As China moves to accelerate global use of the digital yuan, particularly in cross-border trade along Belt and Road Initiative countries, the push is being interpreted as part of Beijing’s broader ambition to rewire the architecture of global finance.
With international finance increasingly fragmented amid trade wars and sanctions, Chinese officials argue that dollar-based systems backed by the Society for Worldwide Interbank Financial Telecommunication (Swift) are vulnerable to “weaponisation”.
China’s plan to push its central bank-backed digital currency, also known as e-CNY, comes amid receding Western influence in some parts of the Global South and signals Beijing’s focus on nurturing economic ties and a more ideologically neutral, tech-enabled financial order.
Chinese officials have begun to discuss the e-CNY in strategic terms.

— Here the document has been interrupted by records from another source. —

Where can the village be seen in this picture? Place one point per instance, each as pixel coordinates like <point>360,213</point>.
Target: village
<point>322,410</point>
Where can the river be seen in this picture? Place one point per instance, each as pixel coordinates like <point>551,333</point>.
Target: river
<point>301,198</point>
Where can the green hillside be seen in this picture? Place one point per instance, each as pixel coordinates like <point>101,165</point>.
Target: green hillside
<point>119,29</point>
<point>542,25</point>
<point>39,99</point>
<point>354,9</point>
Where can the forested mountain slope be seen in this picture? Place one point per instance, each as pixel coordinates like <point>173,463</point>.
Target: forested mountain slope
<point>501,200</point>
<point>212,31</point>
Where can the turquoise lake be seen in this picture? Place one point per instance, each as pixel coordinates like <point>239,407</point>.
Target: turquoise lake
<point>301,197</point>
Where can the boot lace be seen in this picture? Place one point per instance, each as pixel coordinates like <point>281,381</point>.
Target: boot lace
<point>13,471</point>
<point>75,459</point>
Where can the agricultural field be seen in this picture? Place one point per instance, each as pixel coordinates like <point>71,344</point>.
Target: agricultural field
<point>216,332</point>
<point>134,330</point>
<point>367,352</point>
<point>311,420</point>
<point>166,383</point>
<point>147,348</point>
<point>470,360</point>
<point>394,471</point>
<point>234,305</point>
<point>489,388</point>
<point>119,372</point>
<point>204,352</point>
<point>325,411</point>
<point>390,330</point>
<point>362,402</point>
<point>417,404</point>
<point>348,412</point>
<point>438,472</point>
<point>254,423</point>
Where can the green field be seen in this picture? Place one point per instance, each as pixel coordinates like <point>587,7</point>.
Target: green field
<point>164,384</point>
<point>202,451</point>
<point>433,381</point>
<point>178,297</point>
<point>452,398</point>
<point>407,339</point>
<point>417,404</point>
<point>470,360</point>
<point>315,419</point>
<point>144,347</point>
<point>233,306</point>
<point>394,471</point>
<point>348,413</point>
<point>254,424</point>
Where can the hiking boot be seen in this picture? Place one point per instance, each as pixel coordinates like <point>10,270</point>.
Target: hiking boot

Last month, People’s Bank of China Governor Pan Gongsheng called for a “multipolar” monetary system and announced plans for an international e-CNY operations centre in Shanghai. This comes as US tariffs fuel interest in non-dollar assets and a more internationalised yuan.
Beijing has signed digital currency agreements with central banks and begun cross-border experiments with state-run banks in other countries. Increasingly, the e-CNY is being seen as a foreign policy tool to re-establish trade on Chinese digital infrastructure.
Much of China’s strategy builds from a profound dissatisfaction with the Swift-supported dollar system: Russia’s exclusion from Swift in 2022 resulted in many countries seeking alternatives. China’s twofold solution is to build its own payment rails – launching the Cross-border Interbank Payment System (CIPS) in 2015 – and offer its central bank digital currency (CBDC).